Questionada pela apresentadora Caroline Roux se desejava a vitória de Bolsonaro, Marine Le Pen disse que essa decisão cabia ao povo brasileiro e que ela respeitava a soberania dos povos. O tom evasivo da primeira resposta dominou os minutos seguintes da entrevista.
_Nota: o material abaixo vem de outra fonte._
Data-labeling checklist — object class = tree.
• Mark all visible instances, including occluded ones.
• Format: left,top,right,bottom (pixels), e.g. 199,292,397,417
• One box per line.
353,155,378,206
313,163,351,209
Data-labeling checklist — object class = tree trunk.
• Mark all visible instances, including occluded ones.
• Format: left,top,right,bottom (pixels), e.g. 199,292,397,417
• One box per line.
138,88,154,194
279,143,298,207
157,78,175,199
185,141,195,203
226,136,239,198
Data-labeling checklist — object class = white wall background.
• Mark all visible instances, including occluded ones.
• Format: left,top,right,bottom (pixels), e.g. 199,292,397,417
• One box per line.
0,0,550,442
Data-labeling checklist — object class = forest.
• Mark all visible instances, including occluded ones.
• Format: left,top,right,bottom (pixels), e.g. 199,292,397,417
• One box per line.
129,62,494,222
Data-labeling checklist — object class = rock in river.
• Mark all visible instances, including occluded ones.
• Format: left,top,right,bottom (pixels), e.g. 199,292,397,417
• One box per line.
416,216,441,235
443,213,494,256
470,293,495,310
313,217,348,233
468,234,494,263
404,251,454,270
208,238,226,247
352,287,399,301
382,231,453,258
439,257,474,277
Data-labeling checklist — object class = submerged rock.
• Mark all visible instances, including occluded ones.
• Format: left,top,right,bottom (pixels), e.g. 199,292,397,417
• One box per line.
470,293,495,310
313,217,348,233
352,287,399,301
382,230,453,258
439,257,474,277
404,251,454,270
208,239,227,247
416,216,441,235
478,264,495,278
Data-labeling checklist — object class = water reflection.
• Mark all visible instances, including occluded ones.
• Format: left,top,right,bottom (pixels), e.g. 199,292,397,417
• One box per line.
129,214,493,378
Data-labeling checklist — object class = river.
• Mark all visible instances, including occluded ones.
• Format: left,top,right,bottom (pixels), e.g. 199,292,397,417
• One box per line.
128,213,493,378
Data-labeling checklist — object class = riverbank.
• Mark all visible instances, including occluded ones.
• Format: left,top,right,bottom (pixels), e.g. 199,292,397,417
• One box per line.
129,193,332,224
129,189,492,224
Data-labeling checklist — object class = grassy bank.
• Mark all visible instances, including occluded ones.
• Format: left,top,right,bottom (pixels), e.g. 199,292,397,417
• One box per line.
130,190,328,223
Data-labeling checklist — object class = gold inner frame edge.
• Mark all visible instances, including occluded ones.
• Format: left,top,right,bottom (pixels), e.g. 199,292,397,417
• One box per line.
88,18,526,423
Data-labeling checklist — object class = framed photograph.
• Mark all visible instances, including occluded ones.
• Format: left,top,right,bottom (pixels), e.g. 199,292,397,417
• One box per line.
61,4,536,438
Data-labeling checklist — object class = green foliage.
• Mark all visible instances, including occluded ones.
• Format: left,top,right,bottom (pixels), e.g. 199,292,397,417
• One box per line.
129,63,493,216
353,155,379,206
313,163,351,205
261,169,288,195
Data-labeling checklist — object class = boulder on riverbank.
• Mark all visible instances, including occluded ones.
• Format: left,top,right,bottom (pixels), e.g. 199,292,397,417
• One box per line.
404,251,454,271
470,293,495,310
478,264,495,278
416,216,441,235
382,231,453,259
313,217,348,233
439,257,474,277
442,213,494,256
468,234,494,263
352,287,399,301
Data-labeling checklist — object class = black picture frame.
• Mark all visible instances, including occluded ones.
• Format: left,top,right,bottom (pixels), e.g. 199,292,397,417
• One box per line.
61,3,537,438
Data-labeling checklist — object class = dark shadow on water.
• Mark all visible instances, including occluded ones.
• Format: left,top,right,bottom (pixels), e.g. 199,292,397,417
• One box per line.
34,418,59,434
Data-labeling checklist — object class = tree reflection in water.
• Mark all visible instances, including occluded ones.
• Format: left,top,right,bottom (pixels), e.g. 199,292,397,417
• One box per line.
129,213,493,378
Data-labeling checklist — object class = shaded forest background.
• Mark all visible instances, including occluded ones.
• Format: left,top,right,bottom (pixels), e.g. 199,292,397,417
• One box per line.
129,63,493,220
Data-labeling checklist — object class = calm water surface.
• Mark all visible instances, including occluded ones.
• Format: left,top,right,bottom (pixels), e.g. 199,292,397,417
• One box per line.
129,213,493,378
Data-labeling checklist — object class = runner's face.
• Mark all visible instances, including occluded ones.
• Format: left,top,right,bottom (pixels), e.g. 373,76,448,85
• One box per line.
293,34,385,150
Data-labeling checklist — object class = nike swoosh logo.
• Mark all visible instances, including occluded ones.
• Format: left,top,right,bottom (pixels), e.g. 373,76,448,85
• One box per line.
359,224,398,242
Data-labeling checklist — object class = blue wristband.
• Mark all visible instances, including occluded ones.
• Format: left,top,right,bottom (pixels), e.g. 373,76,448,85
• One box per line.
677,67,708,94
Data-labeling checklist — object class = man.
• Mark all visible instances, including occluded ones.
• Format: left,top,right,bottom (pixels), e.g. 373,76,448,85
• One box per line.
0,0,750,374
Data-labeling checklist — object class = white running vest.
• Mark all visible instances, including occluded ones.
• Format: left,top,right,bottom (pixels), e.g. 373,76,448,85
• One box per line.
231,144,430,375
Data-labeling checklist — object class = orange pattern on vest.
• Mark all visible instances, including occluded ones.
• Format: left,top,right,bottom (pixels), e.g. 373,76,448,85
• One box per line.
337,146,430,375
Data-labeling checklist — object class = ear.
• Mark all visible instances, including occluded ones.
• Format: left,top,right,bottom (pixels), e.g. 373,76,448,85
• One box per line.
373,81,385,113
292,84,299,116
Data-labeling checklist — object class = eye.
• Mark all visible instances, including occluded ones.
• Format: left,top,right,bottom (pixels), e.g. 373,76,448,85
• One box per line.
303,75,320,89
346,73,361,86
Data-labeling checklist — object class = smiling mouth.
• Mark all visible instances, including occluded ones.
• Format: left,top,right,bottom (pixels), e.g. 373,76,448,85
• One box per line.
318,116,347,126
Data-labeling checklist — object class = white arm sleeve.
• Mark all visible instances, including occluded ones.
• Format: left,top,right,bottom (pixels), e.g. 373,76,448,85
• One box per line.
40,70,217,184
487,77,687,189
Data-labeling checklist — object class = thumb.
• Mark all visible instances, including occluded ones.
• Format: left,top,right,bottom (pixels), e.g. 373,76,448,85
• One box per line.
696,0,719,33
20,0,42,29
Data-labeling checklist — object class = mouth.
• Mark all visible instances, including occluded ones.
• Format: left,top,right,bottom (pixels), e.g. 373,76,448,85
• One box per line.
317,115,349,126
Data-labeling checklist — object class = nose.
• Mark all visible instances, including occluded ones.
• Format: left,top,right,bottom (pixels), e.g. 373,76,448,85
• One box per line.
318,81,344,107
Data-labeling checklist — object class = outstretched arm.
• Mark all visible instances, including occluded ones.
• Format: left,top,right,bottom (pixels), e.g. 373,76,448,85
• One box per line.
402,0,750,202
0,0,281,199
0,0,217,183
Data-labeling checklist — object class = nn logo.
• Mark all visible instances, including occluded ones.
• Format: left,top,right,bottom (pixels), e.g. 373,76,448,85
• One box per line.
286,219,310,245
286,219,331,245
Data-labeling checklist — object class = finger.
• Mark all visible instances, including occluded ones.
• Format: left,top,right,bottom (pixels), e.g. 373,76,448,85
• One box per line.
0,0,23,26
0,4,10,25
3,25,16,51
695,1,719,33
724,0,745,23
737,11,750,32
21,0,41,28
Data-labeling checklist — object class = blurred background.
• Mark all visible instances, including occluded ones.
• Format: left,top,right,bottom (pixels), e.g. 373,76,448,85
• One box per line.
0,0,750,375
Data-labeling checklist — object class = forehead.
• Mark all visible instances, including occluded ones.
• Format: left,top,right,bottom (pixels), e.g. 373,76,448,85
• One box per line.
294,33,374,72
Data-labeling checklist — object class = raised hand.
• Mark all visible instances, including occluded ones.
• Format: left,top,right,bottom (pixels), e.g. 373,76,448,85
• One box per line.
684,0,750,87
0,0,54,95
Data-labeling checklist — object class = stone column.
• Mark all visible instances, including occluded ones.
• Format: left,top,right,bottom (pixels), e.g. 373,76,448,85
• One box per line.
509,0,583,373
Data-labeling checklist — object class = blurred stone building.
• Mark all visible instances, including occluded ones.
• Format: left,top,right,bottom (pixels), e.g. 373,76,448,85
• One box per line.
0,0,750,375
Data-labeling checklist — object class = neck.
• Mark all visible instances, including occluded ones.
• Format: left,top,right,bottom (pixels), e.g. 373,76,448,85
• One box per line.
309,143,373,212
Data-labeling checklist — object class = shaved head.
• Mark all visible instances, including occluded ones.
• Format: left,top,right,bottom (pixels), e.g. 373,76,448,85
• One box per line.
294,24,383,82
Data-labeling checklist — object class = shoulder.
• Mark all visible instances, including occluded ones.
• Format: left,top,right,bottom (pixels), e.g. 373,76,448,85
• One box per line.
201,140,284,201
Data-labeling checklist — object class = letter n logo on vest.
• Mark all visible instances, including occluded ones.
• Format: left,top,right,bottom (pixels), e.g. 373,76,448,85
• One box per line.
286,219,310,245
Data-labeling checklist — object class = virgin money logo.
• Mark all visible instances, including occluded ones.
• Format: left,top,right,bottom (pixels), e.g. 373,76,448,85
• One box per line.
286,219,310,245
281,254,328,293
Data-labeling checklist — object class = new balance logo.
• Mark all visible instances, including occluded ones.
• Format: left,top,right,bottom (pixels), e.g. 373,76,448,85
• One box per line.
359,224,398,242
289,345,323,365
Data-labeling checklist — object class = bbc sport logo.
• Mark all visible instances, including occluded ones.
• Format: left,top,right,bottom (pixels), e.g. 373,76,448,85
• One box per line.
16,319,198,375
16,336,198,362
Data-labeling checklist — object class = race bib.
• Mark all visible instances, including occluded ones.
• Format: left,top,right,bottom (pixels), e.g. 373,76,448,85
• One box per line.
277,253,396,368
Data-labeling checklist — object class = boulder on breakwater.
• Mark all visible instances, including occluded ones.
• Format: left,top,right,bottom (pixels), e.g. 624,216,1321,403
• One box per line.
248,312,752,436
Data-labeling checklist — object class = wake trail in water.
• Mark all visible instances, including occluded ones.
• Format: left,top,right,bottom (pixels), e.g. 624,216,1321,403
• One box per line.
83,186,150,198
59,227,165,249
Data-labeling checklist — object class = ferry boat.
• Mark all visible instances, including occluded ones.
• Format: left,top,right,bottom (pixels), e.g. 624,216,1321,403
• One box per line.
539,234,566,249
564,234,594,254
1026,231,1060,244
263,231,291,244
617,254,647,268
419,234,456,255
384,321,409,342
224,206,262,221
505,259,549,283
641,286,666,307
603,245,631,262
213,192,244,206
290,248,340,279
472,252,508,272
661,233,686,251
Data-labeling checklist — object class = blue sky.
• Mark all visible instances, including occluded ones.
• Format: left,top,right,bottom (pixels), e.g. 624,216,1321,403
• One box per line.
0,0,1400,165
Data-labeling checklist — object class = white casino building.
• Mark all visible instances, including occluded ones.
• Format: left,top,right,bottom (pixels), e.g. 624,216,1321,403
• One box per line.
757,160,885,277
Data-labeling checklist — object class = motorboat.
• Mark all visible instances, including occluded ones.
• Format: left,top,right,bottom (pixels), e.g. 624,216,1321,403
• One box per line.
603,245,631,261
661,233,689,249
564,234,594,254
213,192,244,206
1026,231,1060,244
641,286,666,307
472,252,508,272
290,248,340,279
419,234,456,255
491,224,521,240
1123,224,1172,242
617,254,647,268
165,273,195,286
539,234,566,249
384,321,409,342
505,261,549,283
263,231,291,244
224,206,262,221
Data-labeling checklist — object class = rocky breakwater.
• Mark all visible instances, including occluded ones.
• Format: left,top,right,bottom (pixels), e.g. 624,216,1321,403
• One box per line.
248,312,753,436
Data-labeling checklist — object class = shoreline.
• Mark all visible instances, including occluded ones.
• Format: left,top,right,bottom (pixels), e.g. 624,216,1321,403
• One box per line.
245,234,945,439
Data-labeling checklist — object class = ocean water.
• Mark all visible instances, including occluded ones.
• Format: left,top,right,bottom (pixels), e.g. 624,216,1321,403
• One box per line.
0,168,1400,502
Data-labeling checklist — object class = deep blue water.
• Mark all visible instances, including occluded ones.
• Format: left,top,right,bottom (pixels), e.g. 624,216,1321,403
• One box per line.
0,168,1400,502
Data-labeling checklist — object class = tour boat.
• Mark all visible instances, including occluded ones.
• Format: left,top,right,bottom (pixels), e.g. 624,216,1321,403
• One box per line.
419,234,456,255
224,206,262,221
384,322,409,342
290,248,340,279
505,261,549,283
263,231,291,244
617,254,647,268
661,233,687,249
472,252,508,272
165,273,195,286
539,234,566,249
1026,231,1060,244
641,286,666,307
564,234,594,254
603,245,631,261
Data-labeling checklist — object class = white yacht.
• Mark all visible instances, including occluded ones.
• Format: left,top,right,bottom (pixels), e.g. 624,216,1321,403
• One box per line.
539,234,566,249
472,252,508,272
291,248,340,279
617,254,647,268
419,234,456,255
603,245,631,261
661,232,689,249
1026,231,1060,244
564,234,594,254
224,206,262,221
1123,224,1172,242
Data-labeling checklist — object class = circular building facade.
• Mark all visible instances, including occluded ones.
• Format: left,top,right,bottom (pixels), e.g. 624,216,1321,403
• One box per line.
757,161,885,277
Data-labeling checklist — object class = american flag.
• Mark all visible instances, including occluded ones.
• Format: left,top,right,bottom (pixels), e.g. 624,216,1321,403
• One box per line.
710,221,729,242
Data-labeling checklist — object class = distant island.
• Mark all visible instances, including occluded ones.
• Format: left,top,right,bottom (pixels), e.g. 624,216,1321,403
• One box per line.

Sobre o sucesso de Bolsonaro no primeiro turno, Marine atribuiu ao fato dele ter baseado sua campanha no tema da segurança e contra a corrupção. Ela citou dados da criminalidade no Brasil, evocando os 60 mil homicídios por ano no país, contra 700 casos na França, e atribuiu a votação expressiva em Bolsonaro a uma "reação" da população brasileira a esse ambiente de insegurança.

"É uma criminalidade endêmica que atinge a liberdade dos brasileiros e, diante da tolerância do governo anterior, os brasileiros lançaram o alerta de que a segurança é uma prioridade para eles", disse Marine.

Questionada sobre os excessos de Bolsonaro quando o candidato diz que preferia ver seus filhos mortos em vez de homossexuais e que mulheres grávidas são um fardo para empresas, Marine afirmou: "Não vejo o senhor Bolsonaro como um candidato de extrema direita, ele diz coisas extremamente desagradáveis que são intransponíveis na França, são culturas diferentes", ressaltou. Marine aproveitou este momento da entrevista para reforçar a distância em relação ao candidato do PSL: "Desde que um candidato fala coisas desagradáveis, na França ele é catalogado de extrema direita".

Marine Le Pen está em campanha para as eleições do Parlamento Europeu marcadas para maio de 2019. Ela lançou no dia 8 de outubro uma agenda de ações de seu partido, Agrupamento Nacional (RN), ao lado do ministro do Interior da Itália, Matteo Salvini, número dois do atual governo populista italiano.